Maybe it's just me, but I find the concept of "breaking someone down" at a boot camp or any other situation to be deplorable. I see it as deliberately inducing Stockholm Syndrome in someone. We are all human beings, entitled to dignity and a sense of self-respect. Maybe if these kids had MORE self-respect they wouldn't do these things in the first place, to get sent to boot camps. In a social climate where parents can lose custody if they spank their kids, how on earth can anyone justify manhandling kids like this? If people in this situation can't manage the kid without getting physical, they're doing it wrong. They have the resources to begin with, they have safe rooms (or should have) where the kids can be put to calm down from a rage, they should have trained staff who can deal in non-violent ways with aggressive kids. There ARE ways, in this situation. Or there should be. And to treat kids this way - what are we teaching them? What kind of father would this kid have been, if this method had been effective on teaching him to be a better citizen? He would have been thinking, "hey, it turned my life around. It proves that all a difficult kid needs is a good whupping and he'll be good." That's if it worked. And probably even if it didn't - having it used on him from a position of authority and right, teaches that this is the correct way to handle difficult kids. Or anyone who is being difficult, from his perspective. Very unhealthy.
I do feel, though, that a properly run boot camp can be a good thing. difficult child 1 was sent on something like this, run by a church organisation. The only bad thing about it - it formed him and the other boot camp attendees into a close-knit social group, where previously difficult child 1 had been mixing with the 'normal' kids. He came back from camp with a set of such weird friends that the nerds were too scared to go near him. And since difficult child 1 is fairly nerdy himself, it changed his social grouping for the worse, I felt. Not that I dislike his new friends, but they came with a lot of problems that didn't really help difficult child 1 to be around right then.

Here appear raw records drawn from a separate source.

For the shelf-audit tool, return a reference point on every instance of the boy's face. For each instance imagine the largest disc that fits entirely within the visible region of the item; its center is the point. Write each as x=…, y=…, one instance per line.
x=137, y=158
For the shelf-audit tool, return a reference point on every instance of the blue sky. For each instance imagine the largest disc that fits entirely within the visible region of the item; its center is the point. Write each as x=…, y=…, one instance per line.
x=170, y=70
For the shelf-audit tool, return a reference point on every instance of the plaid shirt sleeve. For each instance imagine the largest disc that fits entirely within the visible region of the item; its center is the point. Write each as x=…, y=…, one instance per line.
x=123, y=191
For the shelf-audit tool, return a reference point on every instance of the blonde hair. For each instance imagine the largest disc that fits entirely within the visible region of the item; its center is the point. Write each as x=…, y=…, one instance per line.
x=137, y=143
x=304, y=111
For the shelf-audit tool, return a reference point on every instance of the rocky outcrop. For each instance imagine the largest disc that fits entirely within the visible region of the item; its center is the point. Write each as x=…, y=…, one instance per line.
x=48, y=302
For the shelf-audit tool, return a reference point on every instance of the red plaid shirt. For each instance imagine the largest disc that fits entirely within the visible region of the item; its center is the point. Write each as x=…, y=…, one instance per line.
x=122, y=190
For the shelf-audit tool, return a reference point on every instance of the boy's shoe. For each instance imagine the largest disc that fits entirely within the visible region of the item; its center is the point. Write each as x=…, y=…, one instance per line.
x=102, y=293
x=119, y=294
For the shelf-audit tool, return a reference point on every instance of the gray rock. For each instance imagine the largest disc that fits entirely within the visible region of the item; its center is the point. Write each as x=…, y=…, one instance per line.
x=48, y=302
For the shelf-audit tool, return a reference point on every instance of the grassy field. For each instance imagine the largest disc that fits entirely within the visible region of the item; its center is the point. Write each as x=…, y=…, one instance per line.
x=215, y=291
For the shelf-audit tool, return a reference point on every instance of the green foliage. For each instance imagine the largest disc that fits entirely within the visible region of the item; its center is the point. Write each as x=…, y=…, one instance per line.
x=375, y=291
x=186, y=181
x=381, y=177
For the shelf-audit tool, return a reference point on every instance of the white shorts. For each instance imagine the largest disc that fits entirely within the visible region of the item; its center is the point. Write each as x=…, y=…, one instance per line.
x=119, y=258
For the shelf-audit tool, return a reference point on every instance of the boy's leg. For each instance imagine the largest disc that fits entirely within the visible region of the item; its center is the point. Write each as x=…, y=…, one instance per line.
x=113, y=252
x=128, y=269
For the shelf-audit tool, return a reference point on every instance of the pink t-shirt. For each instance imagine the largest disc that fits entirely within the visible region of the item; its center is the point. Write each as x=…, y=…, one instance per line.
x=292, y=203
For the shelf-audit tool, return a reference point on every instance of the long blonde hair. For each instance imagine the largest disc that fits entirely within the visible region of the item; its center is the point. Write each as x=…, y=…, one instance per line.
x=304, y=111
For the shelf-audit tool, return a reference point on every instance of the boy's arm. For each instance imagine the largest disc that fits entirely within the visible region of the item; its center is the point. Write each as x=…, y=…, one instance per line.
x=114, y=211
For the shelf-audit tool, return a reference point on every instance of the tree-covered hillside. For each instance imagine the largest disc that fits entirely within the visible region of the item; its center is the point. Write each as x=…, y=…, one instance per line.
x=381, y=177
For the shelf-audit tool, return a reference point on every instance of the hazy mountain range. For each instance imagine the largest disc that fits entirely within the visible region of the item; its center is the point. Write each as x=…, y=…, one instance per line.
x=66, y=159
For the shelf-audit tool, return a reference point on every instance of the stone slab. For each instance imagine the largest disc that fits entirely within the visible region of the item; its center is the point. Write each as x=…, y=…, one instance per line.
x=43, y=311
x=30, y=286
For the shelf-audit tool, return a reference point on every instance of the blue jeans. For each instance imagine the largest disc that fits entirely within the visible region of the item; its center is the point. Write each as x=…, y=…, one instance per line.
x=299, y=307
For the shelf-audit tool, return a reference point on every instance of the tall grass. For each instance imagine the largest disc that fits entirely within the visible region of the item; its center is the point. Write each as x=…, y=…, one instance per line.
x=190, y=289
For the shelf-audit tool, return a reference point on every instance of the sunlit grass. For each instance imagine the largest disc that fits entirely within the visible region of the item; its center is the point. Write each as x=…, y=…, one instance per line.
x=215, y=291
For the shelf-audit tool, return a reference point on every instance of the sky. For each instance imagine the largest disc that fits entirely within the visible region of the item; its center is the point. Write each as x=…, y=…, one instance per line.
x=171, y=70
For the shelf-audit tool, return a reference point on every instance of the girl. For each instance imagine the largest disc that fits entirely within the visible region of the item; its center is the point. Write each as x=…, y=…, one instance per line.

The end result of difficult child 1's boot camp was that the boys all developed a sense of team effort and also a sense of self-worth. They were encouraged to push themselves, to find reserves within them that they didn't know were there, to value themselves and to feel encouraged and NOT put down. They encouraged the boys, supported them, but did not force them to do something they really couldn't do. One day they were asked to abseil down a cliff. They were shown how but difficult child 1 simply couldn't do it. They talked to him, tried to help him pluck up the courage and he really wanted to do it but was simply too terrified. They let him off and did not belittle him for not doing it. It could have easily been handled negatively, but he came home saying, "I really wanted to do it, mum. Maybe one day I'll be able to, I just wasn't ready this time."
I've not seen an Aussie boot camp for kids that degrades them. Our people wouldn't stand for it, anyone running a camp like this would be out of a job and behind bars faster than you could say, "child abuse!"
We have a program for street kids and young offenders run by a city priest, Father Chris Riley.
http://www.theaustralian.news.com.au/story/0,20867,21013179-15025,00.html
He gets the kids involved in working to help other people. He had a group of them in Aceh helping to clean up after the tsunami. He took another lot to East Timor after the riots there. These kids want to be seen as tough, but they saw for themselves that it's much tougher in other parts of the world and there is no glory in it. He rounds these kids up and puts them to work to give them a work ethic and a sense of social conscience.
I wish we could send a dozen Father Chris Rileys around the world.